CALR-ifying ATF6/BCL-xL activation by type 2 CALR mutations Free

In this issue of Blood, Arellano et al¹ report that type 2 CALR mutation (CALRins5)–mediated activation of activating transcription factor 6 (ATF6) leads to upregulation of the antiapoptotic protein B-cell lymphoma-extra large (BCL-xL), revealing a potential therapeutic vulnerability in calreticulin (CALR)-mutant myeloproliferative neoplasms (MPNs) (see figure).

MPNs are driven by different disease-causing mutations, including those in JAK2, CALR, and MPL. CALR is a calcium (Ca²⁺)-binding chaperone protein, and most CALR mutations occur in the C-terminal domain, resulting in a neomorphic function that enables binding to and activation of the thrombopoietin receptor MPL, thereby leading to constitutive JAK-STAT signaling and uncontrolled cell proliferation.² Despite the established critical role of mutant CALR in MPN pathogenesis, no targeted therapies currently exist for patients with CALR-mutant disease.

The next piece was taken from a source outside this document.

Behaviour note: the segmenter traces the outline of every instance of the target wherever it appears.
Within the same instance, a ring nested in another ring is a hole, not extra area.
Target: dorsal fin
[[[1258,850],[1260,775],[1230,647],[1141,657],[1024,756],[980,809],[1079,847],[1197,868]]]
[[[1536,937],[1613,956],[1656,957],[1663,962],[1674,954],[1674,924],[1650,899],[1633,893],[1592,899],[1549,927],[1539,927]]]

Several experimental strategies are being explored to address this therapeutic gap. These include antibody- and chimeric antigen receptor-T–based strategies targeting the mutant CALR neoepitope,^3,4 as well as inhibition of N-glycosylation required for oncogenic CALR-MPL interaction.⁵ Recent work has also highlighted the unfolded protein response (UPR) as a mechanistic vulnerability.^6,7 Type 1 CALR mutations have specifically been shown to activate the inositol-requiring enzyme α (IRE1α)/X-box binding protein 1 (XBP1) arm of the UPR because of impaired calcium homeostasis, which promotes cell survival via upregulation of BCL-2, an antiapoptotic protein.⁷ 

Building on this line of inquiry, Arellano et al now show that CALRins5 activates the distinct ATF6 branch of the UPR across multiple models, including cell lines, patient-derived cells, and knock-in mouse models. Notably, they comprehensively dissect the mechanism of ATF6 activation, demonstrating through structural modeling and recombinant protein analysis that the activation arises from loss of CALR chaperone function, caused by a dominant-negative interaction between mutant and wild-type CALR proteins. This loss of function complements the mutant protein's gain of function in MPL activation, highlighting the complex roles of mutant CALR in MPN biology.

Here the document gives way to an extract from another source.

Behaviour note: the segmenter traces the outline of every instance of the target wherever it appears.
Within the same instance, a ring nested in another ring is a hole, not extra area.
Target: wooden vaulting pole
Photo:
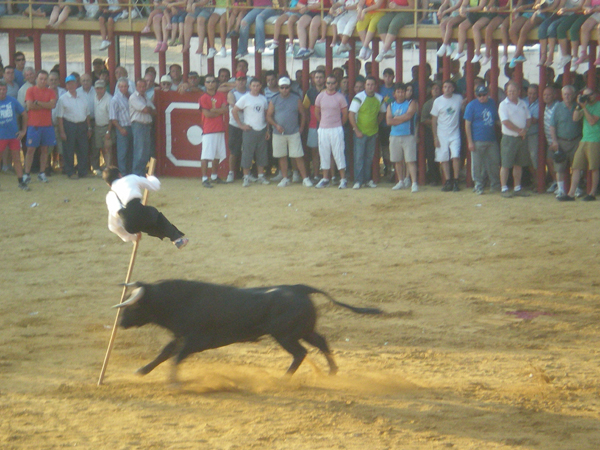
[[[156,168],[156,159],[151,158],[148,175],[154,175],[155,168]],[[144,196],[142,198],[142,205],[145,205],[147,201],[148,201],[148,189],[146,189],[144,191]],[[127,275],[125,276],[125,284],[128,284],[131,281],[131,274],[133,273],[133,265],[135,264],[135,256],[137,254],[139,245],[140,245],[139,240],[133,243],[131,259],[129,260],[129,268],[127,269]],[[123,286],[123,292],[121,293],[121,301],[119,303],[123,303],[125,301],[126,294],[127,294],[127,286]],[[119,325],[120,317],[121,317],[121,308],[117,309],[117,317],[115,317],[115,323],[113,324],[112,332],[110,334],[110,340],[108,341],[108,348],[106,349],[106,356],[104,356],[104,363],[102,363],[102,370],[100,370],[100,377],[98,378],[98,386],[102,385],[102,381],[104,380],[104,374],[106,373],[106,367],[108,366],[108,360],[110,358],[110,354],[112,352],[113,346],[115,345],[115,337],[117,336],[117,328]]]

The authors further identify BCL-xL, a canonical antiapoptotic member of the BCL-2 family, as a direct transcriptional target of ATF6 in CALRins5-expressing cells. BCL-xL inhibits the intrinsic apoptotic pathway and is known to confer resistance to therapy across a range of hematologic malignancies.⁸ In this study, its upregulation downstream of ATF6 appears to be essential for MPN cell survival. Importantly, CALRins5-mutant cells demonstrate heightened sensitivity to BCL-xL inhibition, uncovering a potential therapeutic dependency not previously appreciated. This work refines our understanding of CALR mutation biology by demonstrating that type 1 and type 2 variants activate distinct branches of the UPR, IRE1α/XBP1, and ATF6, respectively, each driving unique downstream survival programs.

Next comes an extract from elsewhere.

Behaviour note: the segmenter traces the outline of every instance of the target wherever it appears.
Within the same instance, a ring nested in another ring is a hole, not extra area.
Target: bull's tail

Overall, this study uncovers a previously unrecognized mechanism of prosurvival signaling in CALRins5-driven MPN and provides a compelling rationale for targeted therapy against ATF6 or BCL-xL. However, several important translational questions remain. The absence of a robust CALRins5 mouse model with a strong and durable MPN phenotype poses a challenge for preclinical validation. Moreover, the essential role of BCL-xL in maintaining normal hematopoietic stem cell survival and differentiation raises concerns regarding potential hematologic toxicity,⁹ and the thrombocytopenia risk associated with BCL-xL inhibition further complicates its clinical development.¹⁰ Altogether, this study provides new insights into the distinct biology of specific CALR mutations, with important implications for the development of new therapeutic approaches.

Conflict-of-interest disclosure: The authors declare no competing financial interests.